Par où commencer ? Tout d'abord, Gérard est un luthier spécialisé en guitares cordes nylon d'étude et de concert dont vous pouvez retrouver plusieurs articles tout en bas de cette page.
Pourquoi Audirac se met-il à la corde acier ?
Je ne suis pas complètement étranger à cette question puisque je n'ai cessé de lui demander de réaliser un modèle folk depuis que nous nous sommes rencontrés à Montréal en 2010. Je savais qu'il en avait déjà réalisé un il y a plusieurs années que je n'ai pu essayer et ma curiosité a été à son comble lorsque j'ai assité à la naissance de son modèle double bouches à cordes nylon.
Ses premiers pas avec la corde acier pour la double bouches
ont été réalisés sur un modèle hybride. Guitare que l'on peut monter soit avec des cordes acier soit avec des cordes nylon et que vous pouvez entendre et voir dans cet article.
Ce modèle m'a déjà impressionné par sa sonorité mais ne convient pas à un confort de jeu de type folk compte tenu de la largeur du manche qui reste un manche de guitare classique même s'il est moins large et de l'action haute des cordes.
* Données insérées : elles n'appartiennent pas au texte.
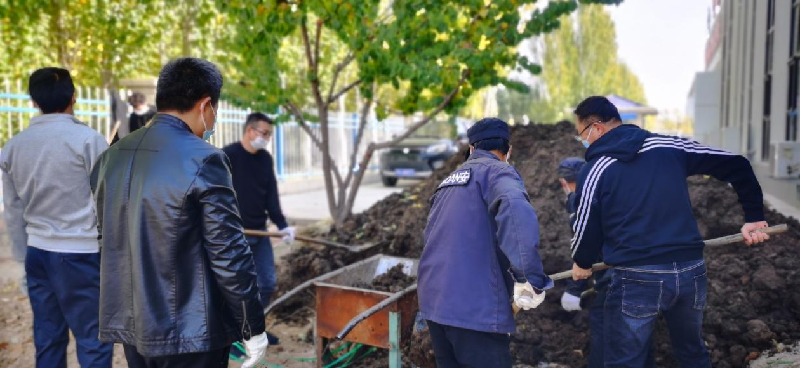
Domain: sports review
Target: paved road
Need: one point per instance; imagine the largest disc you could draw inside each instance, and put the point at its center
(312, 206)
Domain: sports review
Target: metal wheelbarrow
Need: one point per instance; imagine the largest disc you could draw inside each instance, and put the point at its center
(356, 314)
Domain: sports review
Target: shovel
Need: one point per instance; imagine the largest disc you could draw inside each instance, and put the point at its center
(730, 239)
(354, 249)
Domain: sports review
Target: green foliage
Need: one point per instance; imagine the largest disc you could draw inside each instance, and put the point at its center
(421, 48)
(103, 41)
(580, 60)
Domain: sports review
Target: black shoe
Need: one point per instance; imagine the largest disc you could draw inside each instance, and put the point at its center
(273, 340)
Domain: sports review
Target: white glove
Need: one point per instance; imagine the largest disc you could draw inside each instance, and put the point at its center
(289, 233)
(570, 303)
(256, 349)
(525, 297)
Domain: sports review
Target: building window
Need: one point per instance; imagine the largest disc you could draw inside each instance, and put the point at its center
(765, 122)
(751, 75)
(794, 74)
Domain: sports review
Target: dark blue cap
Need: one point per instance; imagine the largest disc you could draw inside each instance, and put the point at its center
(570, 167)
(488, 128)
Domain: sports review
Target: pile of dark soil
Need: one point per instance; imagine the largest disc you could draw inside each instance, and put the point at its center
(393, 281)
(754, 293)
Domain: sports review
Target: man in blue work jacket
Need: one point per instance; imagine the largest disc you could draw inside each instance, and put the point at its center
(633, 204)
(480, 255)
(568, 172)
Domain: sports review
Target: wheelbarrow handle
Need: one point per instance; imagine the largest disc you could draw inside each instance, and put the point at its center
(369, 312)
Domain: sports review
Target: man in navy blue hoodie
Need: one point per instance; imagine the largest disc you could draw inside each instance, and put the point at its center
(634, 207)
(481, 242)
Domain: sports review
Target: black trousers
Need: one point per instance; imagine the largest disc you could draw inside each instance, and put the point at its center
(462, 348)
(210, 359)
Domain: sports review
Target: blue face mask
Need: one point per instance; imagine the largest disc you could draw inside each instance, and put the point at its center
(208, 133)
(586, 141)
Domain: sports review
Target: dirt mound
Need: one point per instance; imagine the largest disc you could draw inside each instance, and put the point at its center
(393, 281)
(754, 293)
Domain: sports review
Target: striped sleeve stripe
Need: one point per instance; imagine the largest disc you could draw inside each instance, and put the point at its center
(677, 143)
(586, 206)
(712, 152)
(585, 191)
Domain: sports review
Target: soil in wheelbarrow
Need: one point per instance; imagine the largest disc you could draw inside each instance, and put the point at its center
(393, 281)
(754, 293)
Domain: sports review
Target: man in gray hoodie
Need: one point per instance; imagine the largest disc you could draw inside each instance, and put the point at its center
(50, 217)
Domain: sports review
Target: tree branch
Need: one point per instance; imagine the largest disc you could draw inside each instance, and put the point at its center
(343, 91)
(362, 167)
(339, 68)
(428, 118)
(362, 124)
(307, 44)
(302, 123)
(316, 47)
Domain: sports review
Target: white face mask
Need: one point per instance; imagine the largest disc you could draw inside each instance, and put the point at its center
(259, 143)
(207, 133)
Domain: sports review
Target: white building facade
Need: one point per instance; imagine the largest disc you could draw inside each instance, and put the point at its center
(746, 101)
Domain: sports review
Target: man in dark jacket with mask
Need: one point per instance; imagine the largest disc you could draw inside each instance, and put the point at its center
(633, 204)
(568, 177)
(480, 254)
(177, 285)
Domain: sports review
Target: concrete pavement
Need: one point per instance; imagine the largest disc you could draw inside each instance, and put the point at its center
(312, 206)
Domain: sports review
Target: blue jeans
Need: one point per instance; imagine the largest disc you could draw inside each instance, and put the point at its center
(265, 266)
(455, 347)
(64, 290)
(596, 326)
(636, 297)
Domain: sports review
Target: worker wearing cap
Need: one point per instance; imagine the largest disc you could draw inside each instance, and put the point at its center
(480, 256)
(633, 204)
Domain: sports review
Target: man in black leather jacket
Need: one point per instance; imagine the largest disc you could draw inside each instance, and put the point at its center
(178, 284)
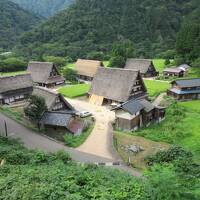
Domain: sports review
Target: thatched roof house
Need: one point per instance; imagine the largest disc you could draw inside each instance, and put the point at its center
(145, 66)
(173, 71)
(86, 69)
(15, 88)
(187, 89)
(135, 114)
(45, 74)
(116, 85)
(62, 121)
(54, 101)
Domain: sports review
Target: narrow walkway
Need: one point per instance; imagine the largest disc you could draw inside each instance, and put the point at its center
(34, 140)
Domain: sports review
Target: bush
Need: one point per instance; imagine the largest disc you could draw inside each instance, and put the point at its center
(70, 75)
(36, 108)
(196, 63)
(172, 154)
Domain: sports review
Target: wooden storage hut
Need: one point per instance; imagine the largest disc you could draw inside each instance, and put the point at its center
(54, 100)
(86, 69)
(15, 88)
(135, 114)
(187, 89)
(45, 74)
(145, 66)
(114, 85)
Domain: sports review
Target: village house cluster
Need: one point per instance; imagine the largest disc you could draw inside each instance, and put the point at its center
(122, 89)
Gérard a ensuite réalisé cet été un prototype double bouches avec les dimensions du manche que je lui ai données en prenant pour référence mon modèle Martin D28. La table est en épicéa et le dos et les éclisses en cyprés. Bilan : une projection exceptionnelle, un équilibre parfait et surtout, par rapport à mes autres guitares, l' impression qu'elle n'est pas bridée. Cependant, le manche n'était pas encore profilé comme je le souhaitais (on n'efface pas trente ans de façonnage d'un manche de guitare classique en quelques mois !) et le renversement du manche était à revoir. Et puis pour finir, le cyprès n'est pas l'essence la plus appropriée pour une folk.
Les trois modèles exposés au salon d'Issoudun sont réalisés avec un dos et des éclisses en palissandre (ça, ça me parle :-)) et le renversement
a été modifié. Seule la table d'harmonie change. Une est en cèdre, l'autre en épicéa et la dernière (celle de la vidéo) en composite (épicéa, nid d'abeilles, cèdre).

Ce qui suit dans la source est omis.